Schema bumps are manifest-only
Manifests carry a manifest_version. When it bumps, the next ingest backfills old deposits, with no migration script. Schema migrations rewrite manifests only, never transcripts: rewriting transcripts would re-pack history and blow past git's ~2 GiB pack limit, making the archive unpushable.
3. The ledger: the hash chain made literal¶
.holotype/ledger.jsonl is an append-only file. Each line is one link committing to the previous link's chain_hash:
The final link's chain_hash is the head: a single 64-hex string. That's what you cite.
What this buys you that per-file hashing alone cannot:
- Insertion or deletion of a deposit breaks the chain: every downstream
chain_hashstops matching. - A co-edited transcript+manifest (internally consistent, so per-file checks pass) appears as an orphan: content with no link, or a link with no content.
Two design choices worth knowing:
- One global ledger, not a prev-hash baked into each manifest. A per-manifest chain would force rewriting every downstream manifest on each append, re-packing history toward the 2 GiB ceiling.
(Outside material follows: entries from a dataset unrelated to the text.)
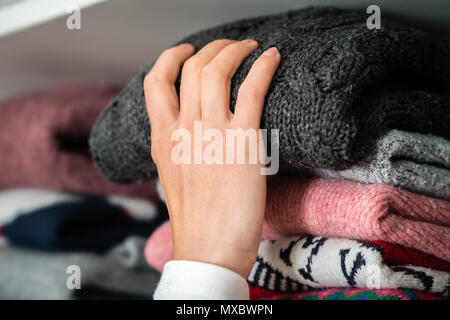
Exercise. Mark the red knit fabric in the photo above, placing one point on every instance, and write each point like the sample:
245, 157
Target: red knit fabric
44, 142
342, 208
394, 255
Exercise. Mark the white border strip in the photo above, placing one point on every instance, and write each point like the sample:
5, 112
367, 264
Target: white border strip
28, 13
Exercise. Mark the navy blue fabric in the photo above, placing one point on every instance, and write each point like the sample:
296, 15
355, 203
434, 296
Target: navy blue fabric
92, 224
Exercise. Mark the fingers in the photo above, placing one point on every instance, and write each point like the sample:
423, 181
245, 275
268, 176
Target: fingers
216, 79
251, 95
160, 94
190, 79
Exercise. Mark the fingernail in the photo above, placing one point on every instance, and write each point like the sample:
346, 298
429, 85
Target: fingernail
271, 52
185, 45
249, 41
- Links commit to content identity only. A pure schema migration changes manifests but not content, so it appends zero links. The chain tracks what was deposited and in what order, not bookkeeping.
The ledger is bootstrapped automatically by ingest; scripts/build_ledger.py can rebuild or re-seal it, which is rarely needed.
4. Per-source layouts¶
Each host CLI stores sessions differently, so each Source maps its native shape into the archive:
- Claude Code nests subagents under their parent session (
<parent>/subagents/<sid>/), keeping the call hierarchy intact. - Codex date-partitions rollouts (
codex/<YYYY>/<MM>/<DD>/<sid>/). - Antigravity uses a flat per-session layout.
Adding a CLI is one file in holotype/sources/ against a documented Source ABC, validated by scripts/selftest.py. The field guide is written for an LLM reader: invoke the skill in an unrecognized CLI and it will read the guide and write a working Source for its own host.
5. Dedup¶
Ingest is idempotent. Re-ingesting an unchanged session is a no-op: dedup is by (source, session_id) with a prior-SHA check; first occurrence wins. A session that has grown since last deposit gets an update commit with a new manifest hash, and git history preserves every prior state. Nothing is ever overwritten in place.
Two front ends, one engine¶
The Python scripts under scripts/ are the engine and run fine with no LLM at all, which is exactly how the background tick invokes them:
python scripts/init.py --path ~/holotype-archive --remote-url "" --remote-kind none --compression auto
python scripts/ingest.py # deposit any new sessions
python scripts/search.py "ionic gel"
python scripts/verify.py # per-file + hash-chain check
python scripts/browse.py # local-only in-browser viewer, zero disk cache
python scripts/paper_bundle.py --sessions a,b,c --out ./zenodo-deposit/ --tarball
The skill (SKILL.md + the wizard) is convenience automation over those scripts. The scripts are the engine, and they're what a reviewer or a skeptic actually runs.